Un Autrichien nous disait en 1870 : Comment voulez-vous que nous arrivions ensemble à quelque chose ? vous allez toujours trop vite, nous allons toujours trop lentement ! Ce fut le cas avec la Prusse en 1806. Elle ne s’enquit de ce qu’on pensait à Vienne qu’une fois la guerre engagée. Le comte de Haugwitz manda au quartier-général le fameux pamphlétaire Frédéric de Gentz. Silésien d’origine, Gentz s’était mis au service de Metternich, qui lui donna le rang de conseiller aulique. La France de la révolution n’avait pas d’ennemi plus acharné ; partout où il y avait un manifeste à écrire, une polémique à engager, Gentz apportait son esprit incisif, sa dialectique pénétrante, les ressources inépuisables d’une nature à la fois subtile et passionnée. Il ne manqua point à l’appel, et il partit de Dresde le 2 octobre pour rejoindre la chancellerie prussienne. Il a écrit jour par jour pendant ces deux semaines mémorables le journal de ses impressions.
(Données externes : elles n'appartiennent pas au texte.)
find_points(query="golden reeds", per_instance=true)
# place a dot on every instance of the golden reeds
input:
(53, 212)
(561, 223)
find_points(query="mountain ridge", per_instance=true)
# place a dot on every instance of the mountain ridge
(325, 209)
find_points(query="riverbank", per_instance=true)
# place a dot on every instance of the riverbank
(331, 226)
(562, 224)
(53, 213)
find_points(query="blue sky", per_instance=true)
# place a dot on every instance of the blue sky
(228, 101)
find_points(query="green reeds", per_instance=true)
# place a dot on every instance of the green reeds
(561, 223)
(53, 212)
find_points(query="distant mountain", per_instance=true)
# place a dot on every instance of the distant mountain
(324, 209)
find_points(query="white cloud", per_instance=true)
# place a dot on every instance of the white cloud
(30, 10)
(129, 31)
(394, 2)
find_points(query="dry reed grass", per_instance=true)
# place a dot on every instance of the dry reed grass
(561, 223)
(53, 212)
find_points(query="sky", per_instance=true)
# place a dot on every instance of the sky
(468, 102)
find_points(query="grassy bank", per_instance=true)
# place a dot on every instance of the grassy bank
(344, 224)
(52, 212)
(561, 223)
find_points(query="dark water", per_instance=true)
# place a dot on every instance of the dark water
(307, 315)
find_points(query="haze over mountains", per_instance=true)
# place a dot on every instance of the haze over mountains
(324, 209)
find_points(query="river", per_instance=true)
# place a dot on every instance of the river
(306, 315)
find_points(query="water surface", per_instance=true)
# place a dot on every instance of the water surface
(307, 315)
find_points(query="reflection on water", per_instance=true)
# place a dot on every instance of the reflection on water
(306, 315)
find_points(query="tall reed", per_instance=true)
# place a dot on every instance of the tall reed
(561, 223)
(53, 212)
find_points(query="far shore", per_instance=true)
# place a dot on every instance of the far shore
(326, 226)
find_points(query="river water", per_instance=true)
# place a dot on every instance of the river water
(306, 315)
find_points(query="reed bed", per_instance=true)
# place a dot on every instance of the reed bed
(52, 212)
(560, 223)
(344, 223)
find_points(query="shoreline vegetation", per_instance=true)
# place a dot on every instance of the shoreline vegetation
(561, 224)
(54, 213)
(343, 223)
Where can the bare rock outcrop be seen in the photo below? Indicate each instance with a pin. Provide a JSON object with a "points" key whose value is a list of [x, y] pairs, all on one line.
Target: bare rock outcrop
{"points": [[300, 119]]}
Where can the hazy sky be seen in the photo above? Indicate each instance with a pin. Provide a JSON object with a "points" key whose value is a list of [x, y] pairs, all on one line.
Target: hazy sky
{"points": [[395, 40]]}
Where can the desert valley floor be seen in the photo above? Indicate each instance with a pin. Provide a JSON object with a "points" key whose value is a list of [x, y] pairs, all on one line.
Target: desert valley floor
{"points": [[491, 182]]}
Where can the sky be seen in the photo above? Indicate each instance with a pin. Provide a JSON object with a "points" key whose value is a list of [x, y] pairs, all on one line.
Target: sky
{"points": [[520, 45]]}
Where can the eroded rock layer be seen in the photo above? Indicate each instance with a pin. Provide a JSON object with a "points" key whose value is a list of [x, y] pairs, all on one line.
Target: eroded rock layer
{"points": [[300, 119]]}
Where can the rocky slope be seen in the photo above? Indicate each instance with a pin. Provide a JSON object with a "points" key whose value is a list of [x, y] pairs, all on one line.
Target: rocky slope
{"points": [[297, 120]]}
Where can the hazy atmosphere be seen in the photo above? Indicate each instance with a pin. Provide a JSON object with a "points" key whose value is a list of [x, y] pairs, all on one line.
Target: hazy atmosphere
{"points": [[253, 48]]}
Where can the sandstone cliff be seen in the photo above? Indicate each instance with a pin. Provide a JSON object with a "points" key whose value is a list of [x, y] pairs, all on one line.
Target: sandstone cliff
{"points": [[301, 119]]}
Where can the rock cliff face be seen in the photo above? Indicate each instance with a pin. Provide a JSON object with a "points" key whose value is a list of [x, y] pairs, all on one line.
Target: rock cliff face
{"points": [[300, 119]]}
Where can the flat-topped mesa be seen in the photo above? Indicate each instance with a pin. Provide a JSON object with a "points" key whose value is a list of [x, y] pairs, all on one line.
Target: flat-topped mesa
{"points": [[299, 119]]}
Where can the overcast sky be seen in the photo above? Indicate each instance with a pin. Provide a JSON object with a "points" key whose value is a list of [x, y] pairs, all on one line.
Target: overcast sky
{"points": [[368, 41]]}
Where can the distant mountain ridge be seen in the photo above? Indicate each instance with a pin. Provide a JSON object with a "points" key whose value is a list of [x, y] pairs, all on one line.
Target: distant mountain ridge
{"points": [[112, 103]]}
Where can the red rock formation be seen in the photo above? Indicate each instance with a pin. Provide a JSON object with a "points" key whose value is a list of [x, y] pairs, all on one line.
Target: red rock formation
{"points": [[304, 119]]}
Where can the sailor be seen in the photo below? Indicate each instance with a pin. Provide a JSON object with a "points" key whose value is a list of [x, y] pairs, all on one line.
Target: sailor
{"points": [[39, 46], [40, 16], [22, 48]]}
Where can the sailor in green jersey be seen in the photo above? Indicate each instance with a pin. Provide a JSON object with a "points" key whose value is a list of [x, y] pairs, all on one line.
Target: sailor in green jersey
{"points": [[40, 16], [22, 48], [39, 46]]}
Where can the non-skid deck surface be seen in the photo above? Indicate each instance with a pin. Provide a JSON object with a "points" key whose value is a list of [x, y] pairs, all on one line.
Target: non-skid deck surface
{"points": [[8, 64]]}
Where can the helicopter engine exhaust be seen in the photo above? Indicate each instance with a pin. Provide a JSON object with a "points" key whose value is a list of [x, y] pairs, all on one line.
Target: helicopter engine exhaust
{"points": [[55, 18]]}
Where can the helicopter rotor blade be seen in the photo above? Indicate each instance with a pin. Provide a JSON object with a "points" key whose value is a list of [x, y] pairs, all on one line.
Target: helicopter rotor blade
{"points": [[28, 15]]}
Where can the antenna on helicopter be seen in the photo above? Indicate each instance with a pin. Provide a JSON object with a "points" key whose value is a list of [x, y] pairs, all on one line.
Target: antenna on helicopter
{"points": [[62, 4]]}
C’est une peinture saisie sur le vif et

  1. « A partir de ce jour fatal où prévalut dans les conseils de la couronne cette mémorable abstention de 1860, qui fut le fondement de la grande Prusse, on n’avait eu à constater qu’une longue série de vaines promesses, d’engagemens violés, de confidences perfides, de propositions trompeuses, dont la Prusse et son ministre saturaient l’empereur depuis 1866. » — Gramont, p. 142 et 147.